West Ham United s'appuyait historiquement sur une réalité sociale qui l’avait amenée depuis sa création en 1895 à demeurer la propriété d'une même famille de la bourgeoisie industrielle Londonienne, qui en a assuré sans interruption la direction jusqu’au début des années 90…
Club de la classe ouvrière par naissance, club familial par essence, West Ham a subi lors des deux dernières décennies une véritable révolution idéologique…
Comprendre l’originalité de ce club c’est d’abord comprendre son fonctionnement quasi séculaire qui l’aura amené de la fin du XIXème siècle à celle du XXème tout en conservant un schéma d’entreprise pensée dans son aspect économique selon la plus pure tradition victorienne d’une école morale réglementant la vie et l’activité du club comme celle de ses supporters et de ses membres…
Dans le cadre de la société victorienne, cette manière de construire le club comme une entité fortement intégrée, qui unissait dans une dépendance totale les joueurs et les supporters aux dirigeants, relevait d'une stratégie globale de réglementation de la vie privée des membres des classes populaires (working-class). L'analyse de la crise à la fois économique, sportive et institutionnelle, que connaît le club de West Ham dans les années 1990, montre comment les supporters se sont saisis des valeurs de la famille invoquées par les dirigeants, pour leur donner une extension nouvelle susceptible de justifier une volonté de peser plus fortement sur la politique du club
The Thames Ironworks Football Club a été fondé en 1895 à West Ham, un quartier populeux et misérable de l’Est de Londres par Arnold F.Hills, propriétaire des Forges de la Tamise. L’emblème du club représente deux marteaux qui rappellent ceux que maniaient les ouvriers des forges installées dans les deux arrondissements de l’East End : East Ham et West Ham. La symbolique dépasse cette implantation géographique ; le cri de ralliement des supporters perpétue le passé du club : « Up the Hammers » (allez les métaux où allez les marteaux). A.F.Hills, propriétaire des Forges et pur produit de la bourgeoisie victorienne, incarnait parfaitement les idéaux de sa propre classe. Éduqué à Harrow, puis étudiant à Oxford, champion d’Angleterre du mile, footballeur sélectionné dans l’équipe nationale, végétarien et apôtre de la tempérance, il croyait passionnément aux vertus du sport. Les victoires remportées sur les terrains de football, devaient pour lui, célébrer la grandeur de l’entreprise et sceller sa prospérité.

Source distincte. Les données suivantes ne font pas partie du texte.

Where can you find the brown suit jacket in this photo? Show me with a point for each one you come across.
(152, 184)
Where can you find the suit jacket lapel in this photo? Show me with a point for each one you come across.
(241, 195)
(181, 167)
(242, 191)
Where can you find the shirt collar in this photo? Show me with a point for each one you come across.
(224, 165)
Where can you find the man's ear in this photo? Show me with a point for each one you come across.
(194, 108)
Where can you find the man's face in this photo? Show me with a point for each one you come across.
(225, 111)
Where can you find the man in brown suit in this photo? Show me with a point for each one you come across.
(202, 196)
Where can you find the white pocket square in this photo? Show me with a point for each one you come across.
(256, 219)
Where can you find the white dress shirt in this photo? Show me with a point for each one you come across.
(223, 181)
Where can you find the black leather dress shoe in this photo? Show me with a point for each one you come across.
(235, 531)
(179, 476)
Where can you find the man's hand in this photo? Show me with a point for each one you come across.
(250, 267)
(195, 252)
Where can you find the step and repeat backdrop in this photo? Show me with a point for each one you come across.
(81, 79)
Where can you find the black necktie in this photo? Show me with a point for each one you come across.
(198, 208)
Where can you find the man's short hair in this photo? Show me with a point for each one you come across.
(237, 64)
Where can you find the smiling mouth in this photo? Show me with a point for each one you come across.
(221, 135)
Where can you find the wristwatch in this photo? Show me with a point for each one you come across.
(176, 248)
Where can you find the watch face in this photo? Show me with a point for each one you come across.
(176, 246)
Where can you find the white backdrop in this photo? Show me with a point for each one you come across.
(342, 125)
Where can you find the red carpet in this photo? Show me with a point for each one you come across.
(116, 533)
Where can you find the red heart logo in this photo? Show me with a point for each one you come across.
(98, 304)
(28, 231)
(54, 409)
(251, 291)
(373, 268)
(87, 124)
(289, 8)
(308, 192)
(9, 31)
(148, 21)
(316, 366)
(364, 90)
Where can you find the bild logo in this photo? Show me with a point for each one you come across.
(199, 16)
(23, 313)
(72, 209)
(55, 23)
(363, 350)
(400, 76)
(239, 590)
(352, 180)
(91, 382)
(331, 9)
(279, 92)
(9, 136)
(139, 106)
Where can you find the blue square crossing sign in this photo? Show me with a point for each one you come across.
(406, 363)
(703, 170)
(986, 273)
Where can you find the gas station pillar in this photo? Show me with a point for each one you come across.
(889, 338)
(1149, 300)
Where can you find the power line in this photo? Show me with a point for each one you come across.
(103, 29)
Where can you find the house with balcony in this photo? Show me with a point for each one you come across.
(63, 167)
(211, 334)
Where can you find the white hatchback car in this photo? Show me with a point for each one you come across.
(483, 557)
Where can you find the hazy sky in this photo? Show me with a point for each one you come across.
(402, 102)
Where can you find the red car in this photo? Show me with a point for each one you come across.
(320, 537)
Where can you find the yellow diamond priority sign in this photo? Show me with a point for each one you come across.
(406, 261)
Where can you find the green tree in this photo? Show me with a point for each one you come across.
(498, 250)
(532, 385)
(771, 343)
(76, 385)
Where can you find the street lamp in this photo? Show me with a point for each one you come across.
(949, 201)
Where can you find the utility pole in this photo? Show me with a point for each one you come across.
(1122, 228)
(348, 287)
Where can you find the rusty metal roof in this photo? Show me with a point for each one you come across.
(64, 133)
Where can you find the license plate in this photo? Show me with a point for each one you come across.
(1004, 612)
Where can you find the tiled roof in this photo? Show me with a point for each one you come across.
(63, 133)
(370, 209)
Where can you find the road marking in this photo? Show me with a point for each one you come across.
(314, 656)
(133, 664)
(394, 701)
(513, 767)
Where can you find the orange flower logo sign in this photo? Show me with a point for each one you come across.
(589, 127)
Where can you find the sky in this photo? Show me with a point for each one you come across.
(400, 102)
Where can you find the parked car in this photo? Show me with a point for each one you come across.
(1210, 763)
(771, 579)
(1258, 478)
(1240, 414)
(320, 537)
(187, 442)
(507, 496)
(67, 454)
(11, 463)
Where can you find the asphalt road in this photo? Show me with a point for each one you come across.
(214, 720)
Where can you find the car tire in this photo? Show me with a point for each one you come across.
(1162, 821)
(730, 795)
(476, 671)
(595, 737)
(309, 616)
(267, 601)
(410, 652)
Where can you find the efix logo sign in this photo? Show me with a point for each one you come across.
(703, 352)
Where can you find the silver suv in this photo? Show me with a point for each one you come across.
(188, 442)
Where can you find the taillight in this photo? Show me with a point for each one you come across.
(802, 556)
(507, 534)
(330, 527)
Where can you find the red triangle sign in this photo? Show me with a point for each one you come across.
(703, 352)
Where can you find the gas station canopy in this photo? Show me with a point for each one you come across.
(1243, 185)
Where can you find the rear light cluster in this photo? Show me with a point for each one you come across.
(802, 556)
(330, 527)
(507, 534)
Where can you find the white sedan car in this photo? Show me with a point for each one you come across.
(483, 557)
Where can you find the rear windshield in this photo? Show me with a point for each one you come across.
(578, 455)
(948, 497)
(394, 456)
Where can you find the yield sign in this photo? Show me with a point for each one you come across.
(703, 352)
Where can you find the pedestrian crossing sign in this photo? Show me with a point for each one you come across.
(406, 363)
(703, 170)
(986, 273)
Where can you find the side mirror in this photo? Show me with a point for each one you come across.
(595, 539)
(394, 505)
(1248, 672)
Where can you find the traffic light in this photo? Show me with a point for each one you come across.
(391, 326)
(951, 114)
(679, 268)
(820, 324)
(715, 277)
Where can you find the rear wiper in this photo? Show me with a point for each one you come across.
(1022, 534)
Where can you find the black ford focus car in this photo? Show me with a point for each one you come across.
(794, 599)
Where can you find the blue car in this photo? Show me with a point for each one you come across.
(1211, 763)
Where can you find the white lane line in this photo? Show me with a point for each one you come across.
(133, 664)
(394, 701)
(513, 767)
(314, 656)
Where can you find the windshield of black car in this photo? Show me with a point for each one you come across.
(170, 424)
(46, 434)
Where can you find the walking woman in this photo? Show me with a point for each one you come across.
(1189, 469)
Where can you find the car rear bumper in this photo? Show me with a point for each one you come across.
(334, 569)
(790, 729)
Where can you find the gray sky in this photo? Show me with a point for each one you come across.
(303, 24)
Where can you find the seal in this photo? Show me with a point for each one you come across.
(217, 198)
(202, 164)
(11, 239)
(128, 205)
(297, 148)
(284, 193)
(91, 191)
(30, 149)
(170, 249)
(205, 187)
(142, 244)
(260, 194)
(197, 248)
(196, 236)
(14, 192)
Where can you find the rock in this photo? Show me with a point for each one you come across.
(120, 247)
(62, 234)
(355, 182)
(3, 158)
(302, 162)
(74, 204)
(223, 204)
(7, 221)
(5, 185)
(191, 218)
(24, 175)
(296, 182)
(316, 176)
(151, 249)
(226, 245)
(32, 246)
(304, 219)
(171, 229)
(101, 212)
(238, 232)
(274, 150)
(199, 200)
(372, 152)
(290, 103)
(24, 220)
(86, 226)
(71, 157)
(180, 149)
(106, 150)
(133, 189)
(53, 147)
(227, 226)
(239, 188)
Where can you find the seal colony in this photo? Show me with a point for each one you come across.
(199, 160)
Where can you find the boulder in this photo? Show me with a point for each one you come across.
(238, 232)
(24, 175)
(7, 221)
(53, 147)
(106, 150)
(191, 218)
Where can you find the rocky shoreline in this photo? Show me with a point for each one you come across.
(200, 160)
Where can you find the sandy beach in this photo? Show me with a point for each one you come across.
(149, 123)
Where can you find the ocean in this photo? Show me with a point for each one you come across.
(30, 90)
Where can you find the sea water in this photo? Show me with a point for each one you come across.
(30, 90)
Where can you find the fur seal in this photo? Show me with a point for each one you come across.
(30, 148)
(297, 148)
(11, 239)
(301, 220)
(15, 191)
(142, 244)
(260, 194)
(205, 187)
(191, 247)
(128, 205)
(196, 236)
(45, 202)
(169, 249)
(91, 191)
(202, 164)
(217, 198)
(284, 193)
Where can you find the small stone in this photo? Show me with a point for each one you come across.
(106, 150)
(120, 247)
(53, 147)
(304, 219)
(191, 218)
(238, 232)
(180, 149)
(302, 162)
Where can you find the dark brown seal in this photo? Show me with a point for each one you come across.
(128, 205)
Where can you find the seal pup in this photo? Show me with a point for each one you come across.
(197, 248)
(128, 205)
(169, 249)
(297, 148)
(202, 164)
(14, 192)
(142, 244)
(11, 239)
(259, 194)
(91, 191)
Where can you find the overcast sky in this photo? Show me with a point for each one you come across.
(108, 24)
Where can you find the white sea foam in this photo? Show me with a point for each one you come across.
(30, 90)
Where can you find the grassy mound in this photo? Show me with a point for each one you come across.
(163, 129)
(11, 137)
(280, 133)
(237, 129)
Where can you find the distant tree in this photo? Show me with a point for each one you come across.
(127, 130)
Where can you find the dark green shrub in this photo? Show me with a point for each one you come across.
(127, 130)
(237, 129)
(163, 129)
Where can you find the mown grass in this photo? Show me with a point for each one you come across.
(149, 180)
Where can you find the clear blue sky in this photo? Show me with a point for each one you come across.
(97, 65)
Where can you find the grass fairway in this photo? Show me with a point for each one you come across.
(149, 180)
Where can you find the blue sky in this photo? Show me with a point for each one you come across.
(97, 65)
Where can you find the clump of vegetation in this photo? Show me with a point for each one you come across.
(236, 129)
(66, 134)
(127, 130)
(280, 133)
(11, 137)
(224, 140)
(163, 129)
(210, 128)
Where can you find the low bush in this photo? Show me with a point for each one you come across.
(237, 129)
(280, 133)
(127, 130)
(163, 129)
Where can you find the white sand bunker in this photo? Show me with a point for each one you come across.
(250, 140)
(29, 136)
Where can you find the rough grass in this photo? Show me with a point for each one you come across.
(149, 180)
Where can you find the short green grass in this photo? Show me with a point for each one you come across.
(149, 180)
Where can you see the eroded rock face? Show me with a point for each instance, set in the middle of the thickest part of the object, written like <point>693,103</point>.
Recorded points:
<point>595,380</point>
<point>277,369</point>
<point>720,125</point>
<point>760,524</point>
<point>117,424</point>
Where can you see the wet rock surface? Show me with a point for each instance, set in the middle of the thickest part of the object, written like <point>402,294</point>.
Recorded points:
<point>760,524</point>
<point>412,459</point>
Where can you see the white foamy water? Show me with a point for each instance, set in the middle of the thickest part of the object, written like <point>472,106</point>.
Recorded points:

Hills a présidé au destin du club jusqu’en 1900, date à laquelle celui-ci est devenu professionnel et a pris le nom de West Ham United. Fortement hostile au professionnalisme, Hills sépare clairement les intérêts du nouveau club des affaires de sa propre entreprise. Néanmoins, il assure WHUFC de son soutien en acquérant la moitié des actions et s’engage à acheter une nouvelle action chaque fois qu’une action sera vendue au public. Durant toute sa vie, il aide l’équipe dans les temps difficiles, fera toujours preuve de loyauté, ne cherchera même pas à obtenir un billet gratuit pour les finales de la Coupe et ne fera jamais valoir des droits lors de la distribution des dividendes. Bien que possédant la majorité des actions, ses descendants sont eux aussi demeurés fidèles à la tradition…
West Ham United est fréquemment décrit comme un "family club" et cette expression peut être prise à la lettre. Le club se présente comme une famille patriarcale et autoritaire dominée par une oligarchie qui en assure la gestion et fixe des règles de conduite qui ne peuvent être contestées. Durant ses premières années d’existence, la direction du club est assurée par un petit nombre d’hommes : à partir de 1909 tous les présidents exercent leur mandat jusqu’à leur mort.